Optimizing the Cost-Quality Tradeoff of Agentic Theorem Provers in Lean

2026-06-03Computation and Language

Computation and LanguageLogic in Computer Science
AI summary

The authors studied how large language models can help prove math theorems in the Lean system by breaking problems into smaller parts and trying many solutions. They created an agent with two parts: one that generates and attempts proofs, and another that learns from failed attempts to decide whether to keep trying or try a new approach. This method saves about 25.8% of computing effort without reducing success rates. Their work shows that information from failed proof attempts can help smartly manage proof search resources.
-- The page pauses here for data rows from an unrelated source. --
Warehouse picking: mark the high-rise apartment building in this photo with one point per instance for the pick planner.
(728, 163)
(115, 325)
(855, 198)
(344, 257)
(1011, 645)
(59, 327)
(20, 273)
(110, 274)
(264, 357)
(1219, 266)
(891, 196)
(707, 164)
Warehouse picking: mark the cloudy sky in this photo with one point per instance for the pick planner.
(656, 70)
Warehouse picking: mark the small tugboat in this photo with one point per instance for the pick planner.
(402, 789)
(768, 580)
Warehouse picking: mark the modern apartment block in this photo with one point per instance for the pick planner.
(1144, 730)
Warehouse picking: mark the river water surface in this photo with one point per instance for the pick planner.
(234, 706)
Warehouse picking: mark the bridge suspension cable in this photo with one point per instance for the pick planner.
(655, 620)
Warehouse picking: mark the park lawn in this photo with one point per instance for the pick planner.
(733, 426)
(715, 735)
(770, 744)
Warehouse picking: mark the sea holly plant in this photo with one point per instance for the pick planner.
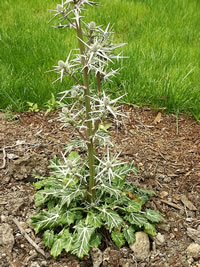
(89, 190)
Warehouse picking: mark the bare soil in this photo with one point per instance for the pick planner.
(166, 151)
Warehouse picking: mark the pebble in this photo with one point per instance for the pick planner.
(141, 247)
(163, 227)
(34, 264)
(193, 250)
(97, 257)
(160, 239)
(194, 234)
(4, 219)
(6, 236)
(164, 194)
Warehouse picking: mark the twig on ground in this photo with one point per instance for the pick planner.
(41, 251)
(4, 159)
Large Language ModelsLean Theorem ProverFormal ProofLemma DecompositionProof SearchFailed Proof AttemptsCost-aware SearchAgentic Theorem ProvingPutnamBenchNatural Language Formalization
Authors
Kári Rögnvaldsson, Chenhao Sun, Jasper Dekoninck, Martin Vechev
Abstract
Large language models (LLMs) are increasingly used in workflows for generating formal proofs in Lean. These workflows often decompose problems into smaller lemmas, sample many proof attempts, and use compiler feedback to guide search. However, they can be prohibitively expensive, often spending substantial compute on attempts that ultimately fail. In this work, we address this problem with an action routing agent that consists of a data plane and a control plane. The data plane generates natural-language lemma decompositions, formalizes them in Lean, and samples proof attempts for the resulting theorem and lemma targets. The control plane observes previous failed Lean attempts, estimates both the likelihood of success and cost of another attempt, and decides whether to continue proving the current target or restart from a new breakdown. On a subset of PutnamBench, our agent decreases the cost by $25.8\%$ over a fixed-step baseline on average, preserving performance while using substantially less compute. These results suggest that failed Lean trajectories provide actionable signals for cost-aware resource allocation in agentic theorem proving.